Desde el Partenón, situado en el punto más alto de la colina, hay una vista espectacular sobre Plaka y el resto de la populosa Atenas. Sin embargo, cuesta despegar la vista del templo, diezmado por los ingleses, que tienen sus mármoles en las salas del Museo Británico: de hecho, es imposible no sentir el despojo frente a estos frontispicios desnudos y estas columnas que resisten erguidas el paso del tiempo. Los reclamos griegos por los llamados “mármoles de Elgin” (por el nombre del lord inglés que los llevó a Londres) comenzaron en los años ’80, cuando era ministra de Cultura Melina Mercouri: para la actriz y activista contra la dictadura de los coroneles, el reclamo griego se apoyaba en la ilegalidad del traslado de los mármoles, ya que habían sido comprados a los ocupantes turcos. El Partenón, decía Mercouri, “es el monumento que mejor representa nuestra cultura y la democracia, y queremos devolverle su belleza”. Pero fue en vano. Veinte años después de su muerte, una estatua la homenajea en una placita de la avenida Amalias, frente al Arco de Adriano: el visitante la verá una y otra vez en sus paseos por Atenas, gracias a su ubicación céntrica. Pero sus reclamos fueron desoídos, y los mármoles del Partenón siguen siendo la estrella del Museo Británico.

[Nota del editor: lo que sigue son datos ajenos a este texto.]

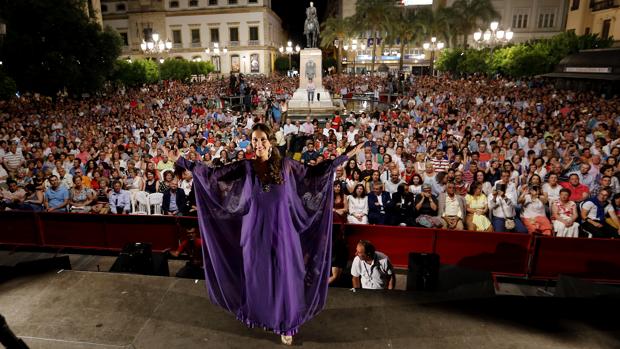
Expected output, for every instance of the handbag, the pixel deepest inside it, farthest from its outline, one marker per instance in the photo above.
(509, 223)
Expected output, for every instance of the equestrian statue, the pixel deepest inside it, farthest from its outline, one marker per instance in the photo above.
(311, 27)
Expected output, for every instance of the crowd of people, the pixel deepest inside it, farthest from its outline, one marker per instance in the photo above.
(478, 154)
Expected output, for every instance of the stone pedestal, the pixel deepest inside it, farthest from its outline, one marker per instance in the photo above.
(310, 55)
(299, 105)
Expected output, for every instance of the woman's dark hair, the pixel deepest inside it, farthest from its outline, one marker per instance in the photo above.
(354, 194)
(473, 187)
(341, 193)
(275, 160)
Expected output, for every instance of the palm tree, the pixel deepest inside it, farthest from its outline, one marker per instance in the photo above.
(372, 16)
(470, 14)
(335, 29)
(406, 28)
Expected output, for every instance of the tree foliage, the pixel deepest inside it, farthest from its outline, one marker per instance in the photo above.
(176, 69)
(527, 59)
(52, 45)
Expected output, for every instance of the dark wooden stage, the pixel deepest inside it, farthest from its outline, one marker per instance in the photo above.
(75, 309)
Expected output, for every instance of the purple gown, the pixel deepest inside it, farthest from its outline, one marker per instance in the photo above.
(267, 254)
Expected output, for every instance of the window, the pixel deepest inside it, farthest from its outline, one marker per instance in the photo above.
(125, 39)
(215, 34)
(195, 37)
(234, 34)
(605, 30)
(519, 21)
(176, 37)
(546, 20)
(253, 33)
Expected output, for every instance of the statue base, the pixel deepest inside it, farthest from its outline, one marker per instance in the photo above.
(299, 106)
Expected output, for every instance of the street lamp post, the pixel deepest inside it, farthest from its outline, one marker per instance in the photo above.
(353, 48)
(433, 46)
(289, 50)
(155, 46)
(493, 36)
(215, 52)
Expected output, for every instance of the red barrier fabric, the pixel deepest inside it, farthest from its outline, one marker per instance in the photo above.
(586, 258)
(395, 242)
(500, 253)
(496, 252)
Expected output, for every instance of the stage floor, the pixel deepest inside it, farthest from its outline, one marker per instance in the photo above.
(75, 309)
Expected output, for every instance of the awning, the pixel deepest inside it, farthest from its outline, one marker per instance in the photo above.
(608, 77)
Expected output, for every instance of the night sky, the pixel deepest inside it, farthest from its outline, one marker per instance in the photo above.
(293, 15)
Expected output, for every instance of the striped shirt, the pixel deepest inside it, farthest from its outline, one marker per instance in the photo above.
(440, 165)
(13, 161)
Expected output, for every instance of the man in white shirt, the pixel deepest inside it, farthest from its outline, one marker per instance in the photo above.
(371, 269)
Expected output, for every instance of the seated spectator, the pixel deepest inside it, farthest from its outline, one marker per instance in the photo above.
(151, 184)
(35, 196)
(13, 197)
(102, 200)
(391, 185)
(533, 214)
(416, 184)
(340, 204)
(564, 216)
(552, 188)
(477, 209)
(120, 199)
(379, 205)
(452, 208)
(593, 212)
(174, 201)
(371, 269)
(403, 206)
(579, 192)
(80, 197)
(427, 209)
(502, 207)
(56, 197)
(609, 217)
(358, 206)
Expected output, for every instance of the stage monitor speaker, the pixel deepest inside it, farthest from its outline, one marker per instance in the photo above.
(138, 258)
(572, 287)
(423, 271)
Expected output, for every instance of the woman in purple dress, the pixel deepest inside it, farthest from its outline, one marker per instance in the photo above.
(266, 228)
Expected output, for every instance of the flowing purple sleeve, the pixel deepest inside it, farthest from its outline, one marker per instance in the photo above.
(223, 197)
(310, 191)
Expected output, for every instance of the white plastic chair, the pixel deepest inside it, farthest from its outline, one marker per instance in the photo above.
(140, 203)
(155, 201)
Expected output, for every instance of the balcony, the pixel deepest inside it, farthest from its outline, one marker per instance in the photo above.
(603, 5)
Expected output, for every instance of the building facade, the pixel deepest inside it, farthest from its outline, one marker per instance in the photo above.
(528, 19)
(596, 17)
(247, 33)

Mientras tanto, a un lado del templo de Atenea Partenos hay otro, el Erecteion, famoso porque aquí están fijadas para la eternidad seis cariátides (que son en realidad réplicas de cinco estatuas hoy custodiadas en el Museo de la Acrópolis, y una sexta en el Museo Británico). El resto de la colina invita a quedarse todo el día, porque aquí están también el Teatro de Dioniso, donde se representaban las tragedias de Esquilo y Sófocles, el contiguo Odeón, donde hoy se organizan conciertos, el magníficamente conservado templo de Hefesto y el Agora de Atenas, cuidadosamente restaurada y dedicada a la exhibición de esculturas de distintas etapas de la historia griega.

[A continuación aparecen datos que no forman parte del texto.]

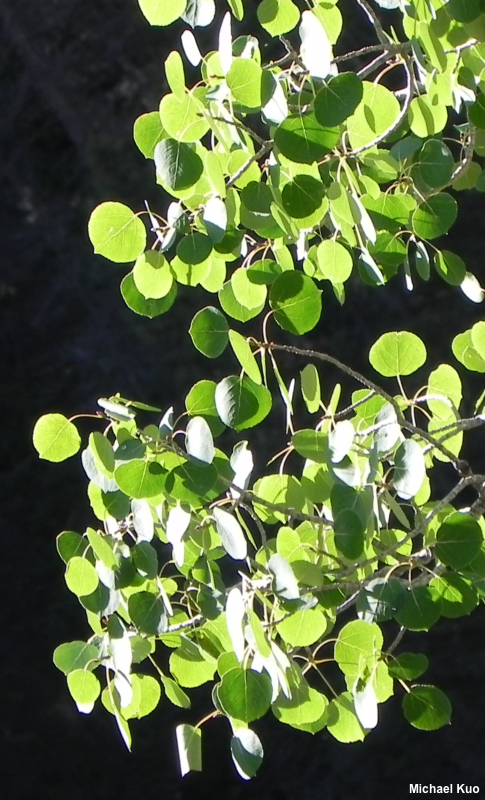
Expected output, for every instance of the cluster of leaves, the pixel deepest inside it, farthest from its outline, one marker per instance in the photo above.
(286, 178)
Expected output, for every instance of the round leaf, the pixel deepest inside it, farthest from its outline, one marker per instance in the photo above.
(302, 196)
(435, 216)
(245, 695)
(81, 577)
(162, 12)
(152, 276)
(55, 438)
(245, 356)
(303, 627)
(278, 16)
(241, 403)
(375, 114)
(209, 331)
(296, 301)
(74, 656)
(458, 540)
(245, 80)
(397, 353)
(116, 232)
(145, 306)
(84, 687)
(140, 479)
(336, 101)
(178, 165)
(427, 708)
(231, 533)
(301, 138)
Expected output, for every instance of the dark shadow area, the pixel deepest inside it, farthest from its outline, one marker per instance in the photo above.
(74, 76)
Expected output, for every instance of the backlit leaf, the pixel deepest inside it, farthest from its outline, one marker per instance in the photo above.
(55, 437)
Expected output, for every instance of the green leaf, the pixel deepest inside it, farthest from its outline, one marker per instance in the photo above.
(409, 469)
(189, 667)
(81, 577)
(380, 599)
(174, 70)
(407, 666)
(420, 609)
(70, 544)
(247, 752)
(246, 291)
(189, 745)
(303, 627)
(182, 118)
(102, 549)
(140, 479)
(116, 232)
(241, 403)
(302, 196)
(296, 301)
(237, 8)
(178, 165)
(245, 80)
(103, 452)
(465, 352)
(152, 275)
(302, 139)
(233, 307)
(426, 708)
(146, 696)
(435, 164)
(146, 307)
(358, 647)
(200, 401)
(311, 444)
(191, 482)
(145, 559)
(278, 16)
(148, 132)
(427, 115)
(375, 114)
(209, 331)
(244, 695)
(306, 706)
(336, 101)
(84, 688)
(334, 261)
(55, 438)
(458, 540)
(231, 533)
(74, 656)
(397, 353)
(162, 12)
(174, 693)
(435, 216)
(245, 356)
(342, 721)
(147, 612)
(458, 596)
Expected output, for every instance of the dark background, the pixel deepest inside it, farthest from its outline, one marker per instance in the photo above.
(74, 76)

La visita a la Acrópolis tiene su conclusión natural en el museo que le está dedicado, a pasos de la colina. Junto con el Museo Arqueológico Nacional, son los dos museos imperdibles de Atenas, los que resumen la quintaesencia de esa cultura extraordinaria que se desarrolló hace más de 2500 años a orillas del Mediterráneo y que proyectó su sabiduría y desarrollo científico hasta hoy: basta pensar en la economía, astronomía, geometría, matemáticas, mecánica, filosofía…; la lista de disciplinas –todas con nombres de origen griego– nacidas en esta tierra es apenas un indicio de la extraordinaria ebullición cultural de aquellos tiempos.
Rumbo a Plaka
Apenas cae la tarde se ilumina Plaka, el pintoresco barrio al pie del Partenón donde se concentran tabernas, bares y restaurantes. Sobre un lado del Partenón, antes de internarse en las callecitas del barrio, vale la pena pasear por la avenida Dionysiou Areopagitou, siguiendo el itinerario peatonal que va de la avenida Vasilissis Amalias hasta el arco de Adriano, y sigue estrechándose hasta la entrada de la Acrópolis. Sombreada por olivos plantados a ambos lados de la calle, con fácil acceso a algunas de las ruinas de este corazón arqueológico de Atenas, el paseo es uno de los preferidos de los atenienses: aquí hay chicos patinando, familias que pasean, turistas sacando fotos, todos bajo el abrazo protector de la Acrópolis. La avenida tiene cierto aire señorial, gracias a varios edificios de frente neoclásico y modernista levantados desde fines del siglo XIX, y sobre todo respira tranquilidad y dolce vita.
Plaka, por su parte, está a pocos pasos. Muchos lo descalifican por “turístico” –de hecho está lleno de negocios de recuerdos de todo tipo y tamaño, de buen gusto y mal gusto, como en cualquier lugar del mundo donde se concentran excursiones y turistas– pero no es motivo suficiente para restarle encanto. Algunos, entusiastas, lo llaman “el barrio de los dioses”: en todo caso, los dioses aparecen en miniatura en todas las vidrieras, cada uno reconocible gracias a sus atributos clásicos. Está Zeus, adusto en su trono de rey del Olimpo; Atenas, con su casco y su lechuza; Hermes, el de alas en los pies; Poseidón con su tridente; Afrodita, con tradicional belleza.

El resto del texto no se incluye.